We are just rounding out our list of new employment laws before the clock strikes midnight tomorrow.
It seems that we are not done with sick leave laws. Illinois recently passed the Employee Sick Leave Act. Before Illinois employers panic, this law does not require that employers provide paid or unpaid sick leave. The law simply requires that employees be given greater flexibility in how they can use sick leave benefits that may be provided by employers. Basically, employees must be permitted to use up to half of their accrued sick leave benefits for absences due to an illness, injury, or medical appointment of the employee’s child, spouse, sibling, parent, mother-in-law, father-in-law, grandchild, grandparent, or stepparent.
Switching gears from sick leave laws, the new I-9 forms have finally been issued. Employers must use the new I-9 forms beginning on January 22, 2017. More details can be found on our Immigration View blog here.
In perhaps the most unusual news, Portland, Oregon has made history as being the first jurisdiction to implement a CEO tax for highly compensated executives. Starting on January 1, 2017, any company who has a CEO who makes 100 times the average employee’s income will see their corporate tax rate increased by 10%. If the CEO makes 250 times the average employee’s income, then the increase will be 25%.

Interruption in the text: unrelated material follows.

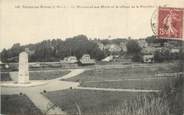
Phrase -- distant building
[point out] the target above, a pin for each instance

Finally, what round-up would be complete without some mention of California. It seems that new employment laws in California are as frequent as a Kim Kardashian selfie. Although there are several new laws for 2017, the ones going into effect in January are changes to California’s Fair Pay Act, an increase in the minimum wage, and restrictions on arbitration agreements:
- Fair Pay Act — the protections against discriminatory pay will go beyond gender. Under the amendments to the law, employees must be given equal pay for equal work regardless of gender, race or ethnicity.
- Arbitration Protections — There are two new statutes that provide additional protections from employees who may be subject to arbitration agreements. The first is to state that any party to an arbitration proceeding has a right to have the proceeding recorded by a certified shorthand reporter. The second is more substantive and prohibits employers from requiring California employees to arbitrate or litigate their claims in any other state besides California, nor can choice of law provisions apply any other states’ laws.
- Minimum Wage — The minimum wage will increase to $10.50 per hour for any employer with 26 or more employees.
Hopefully, our list of new employment laws did not depress you so much that you over indulge in champagne on New Year’s Eve! Starting the New Year with a hangover is bound to get you off on the wrong foot.